这两位都是虞正德的兄长。
原本有他们在,虞府的荣光自能持续,可足以支撑门楣的兄长不在了,下头的虞正德被迫提前顶上,偌大的虞府摇摇欲坠。
这个节骨眼上,与镇国将军府的婚约就显得格外重要。
嫡女也罢,庶女也好,即便是养女也得推出来。
只要能代表虞府和慕淮安完婚,就足够了。
那时候谁也没想到,慕淮安会用这样拖延的方式抗议婚约,硬生生把虞四姑娘拖到如今。
又是一个清晨。
虞声笙早早起来,取出放在木质匣子里的一串红绳铜钱,拆开后往案上一丢,掐指算了算,顿时眉眼舒展。
再用红绳一枚枚依着次序串好,依旧是戴在手腕间,藏于衣袖深处。
今瑶端着铜盆进来了,放好热水,将热巾子搭在架子上,玉香紧跟着也进屋,手里托着一方茶案,上头却是用梅子粉罗汉果煮出来的甜茶——这是给虞声笙洗漱后暖脾胃用的。

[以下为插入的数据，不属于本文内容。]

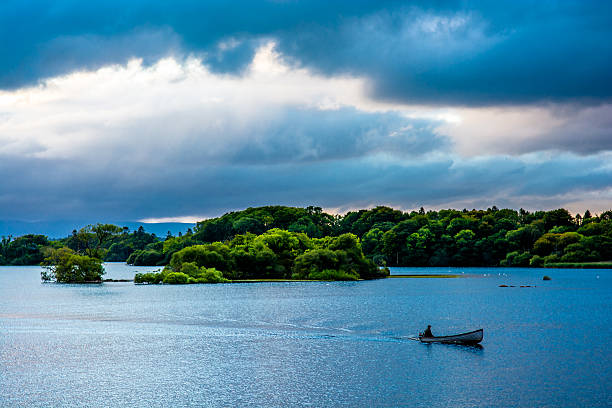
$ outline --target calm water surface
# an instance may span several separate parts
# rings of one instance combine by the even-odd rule
[[[146,286],[0,267],[0,406],[612,406],[612,270],[393,273],[449,271]],[[482,348],[410,340],[427,324],[482,327]]]

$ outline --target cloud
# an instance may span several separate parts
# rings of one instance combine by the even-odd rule
[[[0,87],[133,57],[202,57],[240,74],[274,40],[298,66],[372,95],[453,106],[610,102],[605,2],[5,1]]]
[[[589,126],[605,132],[608,105],[436,109],[373,100],[370,86],[290,65],[265,43],[240,75],[195,57],[131,60],[0,92],[0,214],[77,223],[266,204],[609,206],[605,133],[591,143],[600,148],[571,143]]]
[[[249,206],[609,209],[609,154],[563,158],[386,156],[275,165],[3,158],[0,212],[7,219],[114,221],[215,216]],[[27,169],[27,171],[24,171]]]
[[[199,60],[139,61],[0,93],[0,154],[275,164],[448,148],[439,120],[376,110],[359,78],[292,70],[259,49],[241,77]],[[86,90],[86,92],[84,92]]]
[[[612,150],[612,104],[454,108],[439,131],[464,156]]]

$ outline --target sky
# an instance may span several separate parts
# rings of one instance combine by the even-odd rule
[[[612,208],[612,3],[4,0],[0,220]]]

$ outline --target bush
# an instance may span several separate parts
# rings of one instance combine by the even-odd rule
[[[78,255],[70,248],[48,249],[41,262],[46,271],[41,272],[43,281],[60,283],[101,282],[104,275],[102,260]]]
[[[532,256],[529,260],[529,266],[534,268],[541,268],[542,266],[544,266],[544,257],[541,257],[540,255]]]
[[[308,274],[308,279],[312,279],[312,280],[328,280],[328,281],[337,281],[337,280],[341,280],[341,281],[355,281],[355,280],[359,280],[359,277],[356,275],[353,275],[351,273],[345,272],[345,271],[339,271],[339,270],[335,270],[335,269],[325,269],[323,271],[315,271],[315,272],[310,272]]]
[[[161,273],[137,273],[134,276],[134,283],[161,283],[163,279],[164,276]]]
[[[171,272],[164,278],[164,283],[170,285],[183,285],[189,283],[189,275],[182,272]]]
[[[183,264],[184,266],[184,264]],[[228,279],[223,277],[221,271],[215,268],[200,268],[200,274],[196,277],[197,283],[225,283]]]

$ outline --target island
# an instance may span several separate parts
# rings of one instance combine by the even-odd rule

梳洗更衣后,用了一盏甜茶,虞声笙便出门往东厢房,去给张氏请安了。
时辰掐得不早不晚,她到时张氏刚好上过香。
“坐吧。”张氏对下首规矩请安的养女还算满意,越发和颜悦色,“今早上厨房备了新蒸的栗粉糕,百合酥,还有你爱吃的翠玉豆皮卷。”
虞声笙笑得温婉懂事,带着恰到好处的讨好:“多谢太太费心为我想着,女儿感激不尽,旁的不说,就说这翠玉豆皮卷,外头尝过多少总也不及太太小厨房里的手艺好,女儿吃过一回就忘不了。”"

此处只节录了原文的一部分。